12th century Telugu, Kannada and Sanskrit writer

Palkurike Somanatha was a poet in Telugu, Kannada and Sanskrit languages and penned several classics in those languages. He was a Aradhya Brahmin a follower of the 12th century social reformer Basavanna and his writings were primarily intended to propagate this faith. He was a well acclaimed Shaiva poet. The trio of Nanne Choda, Mallikarjuna Panditaradhya and Palkuriki Somanatha are referred as ISO (i.e. Trio of Saivite Poets). These trio along with Piduparthi poets and Yathavakkula Annamayya pioneered Veera Saiva movement in Andhra region.

==Life==
Indication that he was not a Shaiva by birth comes from the fact that he mentions the names of his parents in his very first work, Basava Purana, as Visnuramideva and Sriyadevi, violating a general practice of Shaiva writers who do not mention their real parents but rather consider the god Shiva as the father and his consort Parvati as the mother. However, the scholar Bandaru Tammayya has argued that he was born a Jangama (devotee of the god Shiva). The scholar Seshayya places him in the late 13th to early 14th century and proposes that the writer lived during the reign of Kakatiya king Prataparudra II, whereas the Kannada scholar R. Narasimhacharya dates his writings to the 12th century and claims Somanatha was patronised by Kakatiya king Prataparudra I (1140-1196). His place of birth is uncertain because there is a village by the name Palkuriki in the Warangal district of the Telangana state as well as in the Kannada speaking region (Karnataka).
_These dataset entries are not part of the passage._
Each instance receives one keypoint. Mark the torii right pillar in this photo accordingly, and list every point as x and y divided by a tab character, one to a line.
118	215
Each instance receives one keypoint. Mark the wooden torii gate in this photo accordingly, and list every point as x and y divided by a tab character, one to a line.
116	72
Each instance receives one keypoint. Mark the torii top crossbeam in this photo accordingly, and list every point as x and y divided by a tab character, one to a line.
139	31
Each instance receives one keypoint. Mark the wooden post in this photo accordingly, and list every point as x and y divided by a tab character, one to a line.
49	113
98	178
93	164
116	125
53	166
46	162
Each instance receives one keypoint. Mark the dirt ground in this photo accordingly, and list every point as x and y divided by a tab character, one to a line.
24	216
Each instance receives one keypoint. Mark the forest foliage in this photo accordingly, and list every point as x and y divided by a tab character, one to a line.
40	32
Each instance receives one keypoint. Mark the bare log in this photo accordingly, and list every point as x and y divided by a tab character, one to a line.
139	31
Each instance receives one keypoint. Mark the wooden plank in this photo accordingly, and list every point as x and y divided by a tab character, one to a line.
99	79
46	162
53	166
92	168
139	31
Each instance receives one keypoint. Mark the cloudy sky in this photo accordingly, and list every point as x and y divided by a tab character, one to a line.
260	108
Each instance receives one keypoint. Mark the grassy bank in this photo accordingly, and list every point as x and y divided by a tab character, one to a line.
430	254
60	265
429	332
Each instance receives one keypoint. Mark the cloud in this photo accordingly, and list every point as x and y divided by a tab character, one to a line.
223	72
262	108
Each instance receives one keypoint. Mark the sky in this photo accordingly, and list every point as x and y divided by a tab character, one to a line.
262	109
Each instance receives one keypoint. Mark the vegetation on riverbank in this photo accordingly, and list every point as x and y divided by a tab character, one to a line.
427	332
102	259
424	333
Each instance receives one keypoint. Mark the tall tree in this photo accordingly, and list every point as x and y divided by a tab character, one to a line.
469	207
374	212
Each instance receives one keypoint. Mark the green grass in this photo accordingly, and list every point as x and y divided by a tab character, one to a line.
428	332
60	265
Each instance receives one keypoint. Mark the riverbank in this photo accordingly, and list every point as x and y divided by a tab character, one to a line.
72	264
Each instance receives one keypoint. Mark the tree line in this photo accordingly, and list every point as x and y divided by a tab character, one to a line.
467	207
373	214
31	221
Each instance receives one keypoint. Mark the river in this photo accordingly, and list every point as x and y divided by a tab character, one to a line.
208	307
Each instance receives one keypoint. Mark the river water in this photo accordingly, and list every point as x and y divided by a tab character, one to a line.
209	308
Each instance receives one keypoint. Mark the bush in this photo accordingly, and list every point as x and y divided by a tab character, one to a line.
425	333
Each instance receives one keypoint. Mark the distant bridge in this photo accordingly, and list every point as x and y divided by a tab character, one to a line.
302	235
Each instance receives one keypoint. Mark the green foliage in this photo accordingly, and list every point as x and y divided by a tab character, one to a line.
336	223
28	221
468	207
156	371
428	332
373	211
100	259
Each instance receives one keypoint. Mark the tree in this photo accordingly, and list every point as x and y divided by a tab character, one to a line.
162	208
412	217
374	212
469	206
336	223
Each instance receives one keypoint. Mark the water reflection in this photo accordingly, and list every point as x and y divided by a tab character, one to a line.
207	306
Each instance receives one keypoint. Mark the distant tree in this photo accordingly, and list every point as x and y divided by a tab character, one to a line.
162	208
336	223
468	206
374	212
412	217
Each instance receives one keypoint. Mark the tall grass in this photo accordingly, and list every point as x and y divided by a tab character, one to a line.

He spent his last days in Karnataka in a village called Kalya located in Magadi Taluk of Ramanagara district in Karnataka, the story goes that Palkuriki Somanatha upon wanting to see the devout nun Sarvashile Chennamma who was residing in Kalya, came to the village and upon the latter's request stayed back in the same village until his death, his gaddige (tomb) is located in the village and is worshipped by the devout to this day, this information is recorded in the biography of Palkuriki Somanatha published by the Sahitya Akamdemi.

==Writings==
- Telugu language
Important among his Telugu language writings are the Basava Purana, Panditaradhya charitra, Malamadevipuranamu and Somanatha Stava-in dwipada metre ("couplets"); Anubhavasara, Chennamallu Sisamalu, Vrushadhipa Saataka and Cheturvedasara-in verses; Basavodharana in verses and ragale metre (rhymed couplets in blank verse); and the Basavaragada.

- Kannada language
His contributions to Kannada literature are, the Basavaragada, Basavadhyaragada, Sadgururagada, Silasampadane, Sahasragananama, Pancharantna. Several Vachana and ragale poems are also his contributions to Kannada literature. Somanatha's Telugu Basavapurana was the inspiration for Vijayanagara poet Bhimakavi (c. 1369) who wrote a Kannada book by the same name. Somanatha was the protagonist of a 16th-century Kannada purana ("epic religious text") written by the Vijayanagara poet Tontadarya.

- Sanskrit language
Important among his Sanskrit language writings are the Somanathabhashya, Rudrabhashya, Vrushabhastaka, Basavodharana, Basavashtaka, Basava panchaka, Ashtottara satanama gadya, Panchaprakara gadya and Asharanka gadya.

==Works in translation==
- Siva's Warriors: The Basava Purana of Palkuriki Somanatha, Tr. by Velcheru Narayana Rao. Princeton Univ Press, 1990. ISBN 0691055912.